The FDA in 2008 issued a Public Health Notification regarding “serious complications associated with trans-vaginal placement of surgical mesh in repair of pelvic organ prolapse and stress urinary incontinence.

The notice states, “The most frequent complications included erosion through vaginal epithelium, infection, pain, urinary problems, and recurrence of prolapse and/or incontinence.”

“My question was: How did this happen to 1.5 million women?” Horton asks. “All the safeguards we have in our society, and we’re supposed to have the best health care in the world and the best access to it.”

Dr. Michael Hibner, the director of the division of surgery and pelvic pain at St. Joseph’s Hospital and Medical Center in Phoenix, has been removing the mesh from women’s bodies for several years.

“I think it’s a very small percentage [of women] that have a serious reaction,” he says. “There are people who are happy with the mesh. The problem is that those who are unhappy with it are really, really unhappy with it.”

Most of the women Hibner sees have pain due to three things: pain from the mesh rubbing against or tugging at the nerves, nerve damage during implant or explant of the mesh and/or a foreign-body reaction to the mesh itself.
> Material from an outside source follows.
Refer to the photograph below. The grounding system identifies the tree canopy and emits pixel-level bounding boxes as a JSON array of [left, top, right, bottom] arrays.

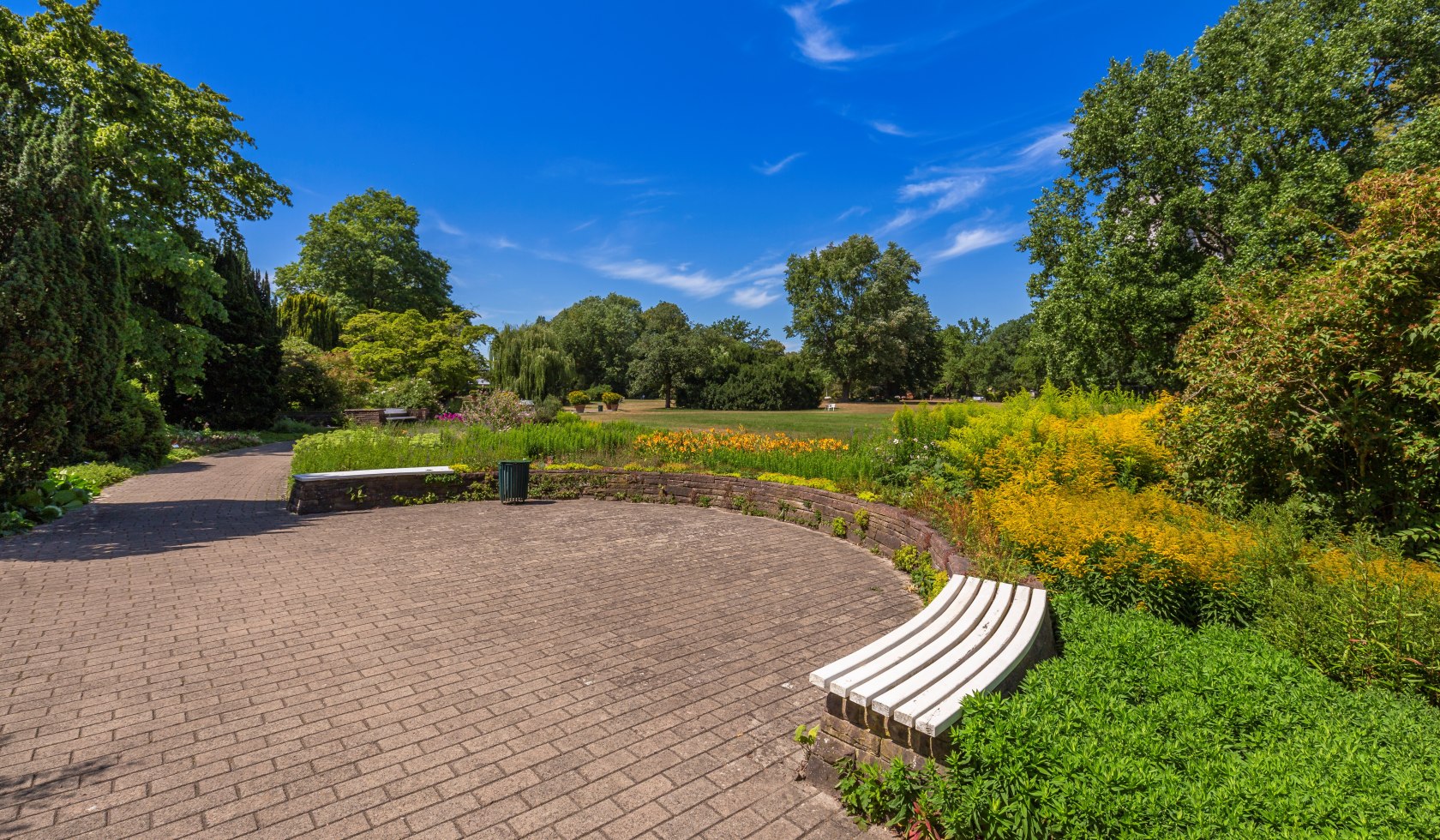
[[339, 309, 495, 398], [1021, 0, 1440, 389], [1167, 169, 1440, 553], [550, 292, 641, 392], [0, 87, 125, 501], [275, 189, 453, 320], [785, 235, 936, 399], [0, 0, 290, 392], [489, 321, 574, 400]]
Hibner believes manufacturers are largely to blame for the mesh-related injuries.

Hibner says that if the procedure is done right, women shouldn’t have pain or discomfort. The problem, Hibner says, is that manufacturers are selling the device to doctors as a one-size-fits-all device, and it’s being touted as a simple, non-invasive procedure, so the doctors implanting the mesh haven’t been appropriately prepared or trained.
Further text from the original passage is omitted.